Non-Intrusive Prediction of Speech Intelligibility and Listening Effort in Real-Time

Authors: Martin Berdau1

1Medizinische Physik, Carl-von-Ossietzky-Universität Oldenburg

Speech Intelligibility (SI) and Listening Effort (LE) are essential measures for assessing speech perception in an acoustic scenario. This especially is the case in the context of hearing aids, where the aim is to maximize SI or minimize LE by applying different sorts of hearing aid programs and signal processing algorithms. Making accurate predictions using models can become quite challenging, when exposed to dynamic acoustic scenarios with e.g. differing Signal-to-Noise Ratios, reverberation or speaker positions. Handling those challenges requires fast adaption to the scene.

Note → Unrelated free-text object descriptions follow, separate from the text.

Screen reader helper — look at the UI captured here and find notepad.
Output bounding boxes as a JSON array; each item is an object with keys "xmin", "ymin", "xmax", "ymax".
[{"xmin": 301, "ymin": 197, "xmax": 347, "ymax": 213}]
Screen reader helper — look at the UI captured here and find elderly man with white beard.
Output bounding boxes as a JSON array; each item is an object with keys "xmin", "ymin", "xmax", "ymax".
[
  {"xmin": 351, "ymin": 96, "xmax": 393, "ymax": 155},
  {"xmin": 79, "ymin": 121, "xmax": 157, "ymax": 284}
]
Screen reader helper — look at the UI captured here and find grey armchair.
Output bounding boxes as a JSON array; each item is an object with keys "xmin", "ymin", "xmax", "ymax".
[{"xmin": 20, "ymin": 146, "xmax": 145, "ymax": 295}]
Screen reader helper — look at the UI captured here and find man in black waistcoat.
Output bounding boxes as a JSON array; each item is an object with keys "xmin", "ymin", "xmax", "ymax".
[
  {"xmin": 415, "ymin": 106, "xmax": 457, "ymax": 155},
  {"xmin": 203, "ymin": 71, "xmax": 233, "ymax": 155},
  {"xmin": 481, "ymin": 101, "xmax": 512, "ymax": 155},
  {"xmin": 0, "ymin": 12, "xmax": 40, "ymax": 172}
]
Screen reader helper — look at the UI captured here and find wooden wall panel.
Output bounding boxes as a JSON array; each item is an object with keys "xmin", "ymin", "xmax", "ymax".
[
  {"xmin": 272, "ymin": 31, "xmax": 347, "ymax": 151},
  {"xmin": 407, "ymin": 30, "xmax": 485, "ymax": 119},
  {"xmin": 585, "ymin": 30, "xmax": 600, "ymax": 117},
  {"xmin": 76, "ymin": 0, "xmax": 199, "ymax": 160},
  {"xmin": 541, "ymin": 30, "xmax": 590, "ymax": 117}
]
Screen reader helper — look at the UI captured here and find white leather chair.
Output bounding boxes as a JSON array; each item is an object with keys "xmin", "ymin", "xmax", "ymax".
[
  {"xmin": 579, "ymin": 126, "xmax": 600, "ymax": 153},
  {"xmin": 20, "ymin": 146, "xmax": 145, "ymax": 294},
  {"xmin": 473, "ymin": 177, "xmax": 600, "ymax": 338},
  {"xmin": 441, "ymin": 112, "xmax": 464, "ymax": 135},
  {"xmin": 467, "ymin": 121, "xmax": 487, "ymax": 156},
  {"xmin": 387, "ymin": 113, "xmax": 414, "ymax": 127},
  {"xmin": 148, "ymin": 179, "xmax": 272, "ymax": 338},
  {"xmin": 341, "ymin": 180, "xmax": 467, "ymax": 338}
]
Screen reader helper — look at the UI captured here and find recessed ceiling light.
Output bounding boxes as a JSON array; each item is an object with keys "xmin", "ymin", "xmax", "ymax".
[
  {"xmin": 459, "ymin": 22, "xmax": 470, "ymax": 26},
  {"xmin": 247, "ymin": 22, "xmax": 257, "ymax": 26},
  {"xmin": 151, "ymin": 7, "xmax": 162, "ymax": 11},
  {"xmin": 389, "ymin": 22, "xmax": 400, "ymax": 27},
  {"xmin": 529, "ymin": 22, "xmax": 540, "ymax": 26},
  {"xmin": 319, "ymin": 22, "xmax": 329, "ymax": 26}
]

Moreover, in order to be usable in a hearing aid devices, real-time applicability and non-intrusiveness is required. However, current modeling is often times done offline, where audio of a fixed length is used and all signal properties at any point in time are known, making those models unusable for practical applications in unknown listening scenarios. Also, a lot of other models require separated clean target and interferer source signals of an acoustic scene, which are hard to acquire. Therefore, we propose a non-intrusive real-time model for predicting SI and LE, which consists of a binaural front-end and a single-channel backend. The front-end receives two ear signals and applies processing with respect to binaural hearing outputting a single-channel audio signal. The back-end makes a prediction of SI and LE on the output by using phoneme probability distributions as employed in Active Speech Recognition systems. In order to evaluate the model predictions, measurements are planned, where participants are required to make real-time assessments. This work may allow for easy real-time monitoring in the context of Ecological Momentary Assessment in the near future.